Natural therapy rebirth
Herbal medicines are typically based on various active substances contained in these plants: alkaloids, glycosides, tanning agents, essential oils and others. Even though herbal preparations are almost completely superseded by synthetic drugs, it seems that phytotherapy is experiencing a revival.
Medicinal plants can belong to the same botanical species, have the same type of morphological device, but nevertheless differ from each other on both quantitative and qualitative indicators of the content of substances and elements. The chemical composition of these substances in plants depends on the conditions in which they grow and develop, as well as on composition of the soil and groundwater. For example, digitalis that grows on the soil rich in manganese boasts high-grade active ingredients composition. Selfsame, the amount of essential oils in thyme that grows on potash soils is extremely high.
Medicinal properties also depend on the particular time of the year plant was collected (not to mention day and night collection factors). Another vital condition that defines the medical properties of a natural remedy is manufacturing and storage technologies.
Herbology: the unlimited potential
Today, studies have found that plants have the active substances, as well as small amounts of other admixtures, which medical mission is still to be discovered. Gradually, with the development of herbology and phytotherapy, the new compounds we did not know yesterday are combined to treat diseases more efficiently. For example: in the past we had no idea about the purpose of organic acids, essential oils, minerals, pectin and other substances. Perhaps, with the further development of medical science, we will know more about all the substances and elements that are found in plants.
The very idea of herbal medicine is actively supported by the World Health Organization (WHO), claiming that the treatment of approximately 75% of patients can include natural remedies only. The task of medical science in this case becomes organic integration of herbal medicine into the health system. WHO regularly releases monographs on medicinal plants featuring experimental and clinical evidence base for each of the most widely used 235 plants. Monographs on medicinal plants are also published by European Scientific Cooperative On Phytotherapy.
As a part of European Medicines Agency operates a Committee on Herbal Medicinal Products, the main object of which is researching the medical potential of various herbs. In addition, WHO has developed a series of appropriate regulatory documents that support the concept of GMP (Good Medical Practice) and as well as Good Agricultural & Collection Practices.
The prospects of herbology
Herbal treatment factually and legally represents an integral part of medicine. From the economic point of view, herbal industry is a $90 billion market with up to 20% content share in pharmacies around the globe. The growth tendency is really impressive: according Global Industry Analysts the volume of the market will hit $107 billion by 2017. In Europe, North America and other industrialized countries, 50% of the population resorted to herbal drugs at least once in their lives.
Despite the fact that herbal medicine has not been recognized by authoritatie medical circles, pharmaceutic medications didn’t manage to displace herbal products.
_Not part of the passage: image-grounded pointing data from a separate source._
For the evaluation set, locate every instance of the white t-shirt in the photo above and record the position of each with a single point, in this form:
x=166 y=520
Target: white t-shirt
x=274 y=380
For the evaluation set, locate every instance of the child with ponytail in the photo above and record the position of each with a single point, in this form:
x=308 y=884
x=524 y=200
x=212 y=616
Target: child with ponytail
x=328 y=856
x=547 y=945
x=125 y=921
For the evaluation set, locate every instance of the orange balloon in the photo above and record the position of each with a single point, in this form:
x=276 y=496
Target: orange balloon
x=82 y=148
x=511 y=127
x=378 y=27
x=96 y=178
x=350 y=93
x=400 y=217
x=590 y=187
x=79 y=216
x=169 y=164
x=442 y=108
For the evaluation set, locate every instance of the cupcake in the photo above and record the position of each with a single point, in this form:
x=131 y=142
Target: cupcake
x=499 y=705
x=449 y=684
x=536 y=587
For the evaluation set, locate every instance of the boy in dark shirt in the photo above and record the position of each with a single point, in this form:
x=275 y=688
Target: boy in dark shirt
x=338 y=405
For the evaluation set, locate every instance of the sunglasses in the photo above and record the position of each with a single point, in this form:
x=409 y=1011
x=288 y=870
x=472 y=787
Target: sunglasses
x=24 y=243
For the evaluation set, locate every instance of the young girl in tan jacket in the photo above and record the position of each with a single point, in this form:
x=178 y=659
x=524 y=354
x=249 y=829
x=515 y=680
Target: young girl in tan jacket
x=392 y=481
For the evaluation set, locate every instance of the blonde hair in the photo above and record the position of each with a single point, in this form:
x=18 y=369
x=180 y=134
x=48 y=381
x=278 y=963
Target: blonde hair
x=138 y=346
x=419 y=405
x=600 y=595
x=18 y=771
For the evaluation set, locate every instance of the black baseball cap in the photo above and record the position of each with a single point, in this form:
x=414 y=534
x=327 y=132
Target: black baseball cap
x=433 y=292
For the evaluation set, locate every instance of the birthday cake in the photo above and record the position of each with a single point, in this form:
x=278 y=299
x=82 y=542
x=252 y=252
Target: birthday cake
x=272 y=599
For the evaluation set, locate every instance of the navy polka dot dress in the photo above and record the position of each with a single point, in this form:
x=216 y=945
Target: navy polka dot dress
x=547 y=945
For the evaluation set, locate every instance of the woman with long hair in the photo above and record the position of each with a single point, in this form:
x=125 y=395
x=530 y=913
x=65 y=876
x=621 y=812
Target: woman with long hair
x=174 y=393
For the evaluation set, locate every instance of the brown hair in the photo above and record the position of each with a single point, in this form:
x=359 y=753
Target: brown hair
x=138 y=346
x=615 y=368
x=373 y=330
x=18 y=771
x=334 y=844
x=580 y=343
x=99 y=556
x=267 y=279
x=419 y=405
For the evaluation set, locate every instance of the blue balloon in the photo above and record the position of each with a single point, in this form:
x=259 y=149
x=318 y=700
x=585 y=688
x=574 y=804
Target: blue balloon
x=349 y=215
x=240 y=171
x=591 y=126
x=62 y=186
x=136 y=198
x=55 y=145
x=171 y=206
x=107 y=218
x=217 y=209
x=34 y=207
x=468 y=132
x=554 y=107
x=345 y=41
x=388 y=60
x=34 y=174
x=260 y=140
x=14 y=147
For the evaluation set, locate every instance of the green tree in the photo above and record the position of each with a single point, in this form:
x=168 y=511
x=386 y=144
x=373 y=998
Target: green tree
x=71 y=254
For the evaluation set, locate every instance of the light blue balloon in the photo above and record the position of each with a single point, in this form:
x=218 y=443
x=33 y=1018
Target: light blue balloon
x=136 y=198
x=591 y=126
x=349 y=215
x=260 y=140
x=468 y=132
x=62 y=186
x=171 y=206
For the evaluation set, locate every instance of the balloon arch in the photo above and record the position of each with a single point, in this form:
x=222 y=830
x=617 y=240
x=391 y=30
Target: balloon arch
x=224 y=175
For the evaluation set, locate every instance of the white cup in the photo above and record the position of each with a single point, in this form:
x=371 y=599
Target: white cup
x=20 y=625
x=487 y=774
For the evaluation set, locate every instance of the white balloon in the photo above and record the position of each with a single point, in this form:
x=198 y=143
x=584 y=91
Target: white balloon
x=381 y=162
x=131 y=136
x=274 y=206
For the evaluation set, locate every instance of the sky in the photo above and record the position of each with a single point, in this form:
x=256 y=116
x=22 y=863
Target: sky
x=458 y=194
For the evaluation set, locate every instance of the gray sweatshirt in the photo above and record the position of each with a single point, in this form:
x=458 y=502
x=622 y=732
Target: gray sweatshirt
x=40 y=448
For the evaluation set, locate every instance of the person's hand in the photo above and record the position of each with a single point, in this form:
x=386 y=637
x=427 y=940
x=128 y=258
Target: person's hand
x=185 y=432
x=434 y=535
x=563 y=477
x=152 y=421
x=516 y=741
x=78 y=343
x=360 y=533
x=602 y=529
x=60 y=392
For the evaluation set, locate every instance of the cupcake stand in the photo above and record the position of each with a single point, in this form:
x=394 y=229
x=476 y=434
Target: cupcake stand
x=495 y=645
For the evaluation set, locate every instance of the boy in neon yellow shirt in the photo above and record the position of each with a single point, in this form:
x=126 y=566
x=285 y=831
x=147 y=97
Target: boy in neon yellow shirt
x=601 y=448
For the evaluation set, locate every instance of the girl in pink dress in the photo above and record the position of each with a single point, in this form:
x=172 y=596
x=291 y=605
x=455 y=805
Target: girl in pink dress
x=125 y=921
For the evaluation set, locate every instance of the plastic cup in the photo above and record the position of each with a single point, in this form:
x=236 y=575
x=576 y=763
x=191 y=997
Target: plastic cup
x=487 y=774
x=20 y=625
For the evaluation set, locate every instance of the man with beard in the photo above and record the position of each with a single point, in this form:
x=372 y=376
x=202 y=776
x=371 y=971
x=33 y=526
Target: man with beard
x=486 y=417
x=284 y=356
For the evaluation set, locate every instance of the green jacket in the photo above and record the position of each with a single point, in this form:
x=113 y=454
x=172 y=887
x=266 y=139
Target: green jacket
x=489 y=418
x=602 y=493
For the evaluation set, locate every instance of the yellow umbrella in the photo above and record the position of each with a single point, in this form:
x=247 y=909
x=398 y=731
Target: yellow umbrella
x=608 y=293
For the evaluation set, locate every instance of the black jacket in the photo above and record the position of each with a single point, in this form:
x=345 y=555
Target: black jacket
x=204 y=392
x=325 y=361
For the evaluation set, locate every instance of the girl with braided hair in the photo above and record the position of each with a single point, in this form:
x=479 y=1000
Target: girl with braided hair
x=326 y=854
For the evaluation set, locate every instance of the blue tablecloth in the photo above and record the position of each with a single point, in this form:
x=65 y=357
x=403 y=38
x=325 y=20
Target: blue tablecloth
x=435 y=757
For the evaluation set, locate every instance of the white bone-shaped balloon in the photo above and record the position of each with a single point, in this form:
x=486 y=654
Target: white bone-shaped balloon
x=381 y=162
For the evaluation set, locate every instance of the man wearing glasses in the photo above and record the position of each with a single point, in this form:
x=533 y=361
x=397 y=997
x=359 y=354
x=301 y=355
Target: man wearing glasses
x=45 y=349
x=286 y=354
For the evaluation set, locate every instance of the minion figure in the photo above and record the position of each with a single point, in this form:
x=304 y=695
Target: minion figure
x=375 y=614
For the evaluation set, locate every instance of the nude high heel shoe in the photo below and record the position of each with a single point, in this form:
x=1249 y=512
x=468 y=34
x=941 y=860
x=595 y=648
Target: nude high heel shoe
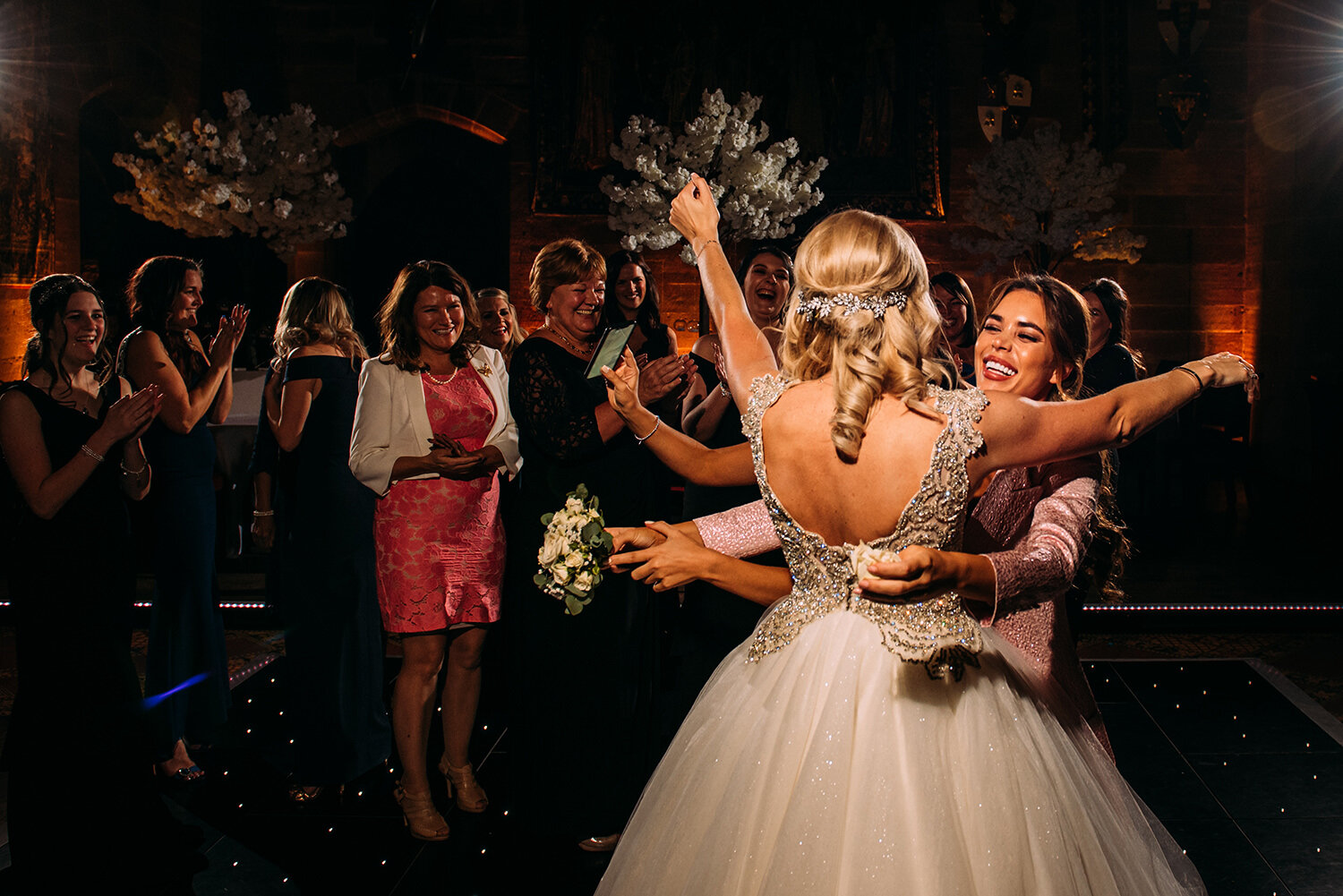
x=419 y=815
x=470 y=796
In Africa it is still much easier to find a healer rather than a doctor or pharmacy, in China the difference between the treatment approaches is insignificant, while in developed countries herbs and powders are used to cleanse the body without resorting to synthetic drugs.
In recent years, more and more doctors enroll in herbology and phytotherapy courses; the number of the certified specialists such has doubled in Germany within as little as 5 years 1995 to 2000. The market volume of alternative medicine in the U.S. equals about $20 billion annually; $230 million a year is spent by British citizens on herbal remedies.